PKS sangat tunduk kepada keputusan Musyawarah Majelis Syuro (MMS) yang menempatkan PKS sebagai oposisi hingga 2024. Lebih dari itu captive pemilih PKS sebagian besar susah untuk memilih Prabowo kembali setelah dia menjadi Menteri Pertahanan kabinetnya Presiden Joko Widodo (Jokowi).

Pengamat politik dari Fisip Universitas Airlangga, Ali Sahab, S.IP, MS, menganggap PKS mempunyai karakter politik sendiri. Menurut Sahab jika PKS memilih bergabung dengan kabinet Jokowi sama dengan bergerak menjauhi pemilih PKS, urainya kepada Optika.id lewat WhatsApp, Senin (7/11/2022).

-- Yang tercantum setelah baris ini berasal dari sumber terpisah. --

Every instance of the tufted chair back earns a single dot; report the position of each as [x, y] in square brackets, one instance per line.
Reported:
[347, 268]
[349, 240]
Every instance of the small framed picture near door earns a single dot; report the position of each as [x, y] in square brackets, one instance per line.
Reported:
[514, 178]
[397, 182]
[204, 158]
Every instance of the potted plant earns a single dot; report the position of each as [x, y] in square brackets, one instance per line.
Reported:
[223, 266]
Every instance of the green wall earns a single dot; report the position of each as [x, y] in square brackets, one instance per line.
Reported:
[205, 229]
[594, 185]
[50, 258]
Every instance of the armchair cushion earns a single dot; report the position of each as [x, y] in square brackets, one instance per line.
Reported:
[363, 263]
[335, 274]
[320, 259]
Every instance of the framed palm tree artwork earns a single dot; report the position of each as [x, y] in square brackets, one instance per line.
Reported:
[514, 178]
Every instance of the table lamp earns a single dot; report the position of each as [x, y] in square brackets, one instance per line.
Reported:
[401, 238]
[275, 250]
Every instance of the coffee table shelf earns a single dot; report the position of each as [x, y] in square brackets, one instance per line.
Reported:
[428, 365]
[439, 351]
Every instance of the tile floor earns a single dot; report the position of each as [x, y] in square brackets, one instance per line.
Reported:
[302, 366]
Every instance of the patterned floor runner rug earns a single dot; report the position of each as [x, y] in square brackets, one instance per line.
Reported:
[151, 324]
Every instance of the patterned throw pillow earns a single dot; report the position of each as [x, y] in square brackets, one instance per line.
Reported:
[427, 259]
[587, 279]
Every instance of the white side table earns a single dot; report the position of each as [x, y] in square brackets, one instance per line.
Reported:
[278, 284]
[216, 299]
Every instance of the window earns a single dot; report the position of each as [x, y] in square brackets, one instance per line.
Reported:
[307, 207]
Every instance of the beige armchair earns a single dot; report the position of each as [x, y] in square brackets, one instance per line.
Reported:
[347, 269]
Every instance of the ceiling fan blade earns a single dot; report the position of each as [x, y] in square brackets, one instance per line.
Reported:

Pemilih Islam Prabowo dalam pilpres 2019 adalah komunitas yang tidak mau memilih Jokowi dan yang ada hanya Prabowo. Bukan karena pemilih sosiologis, ideologis, atau captive seperti pemilih PKS sendiri, kata Sahab. Bagi PKS hal itu jauh lebih penting dan esensial dibandingkan menerima tawaran pragmatis. Dari sini agak susah membayangkan PKS bergabung dengan rezim Jokowi atau masuk koalisi Gerindra-PKB.

Baca Juga: PKS Usai KPU Memutuskan Hasil, Pertandingan Belum Selesai!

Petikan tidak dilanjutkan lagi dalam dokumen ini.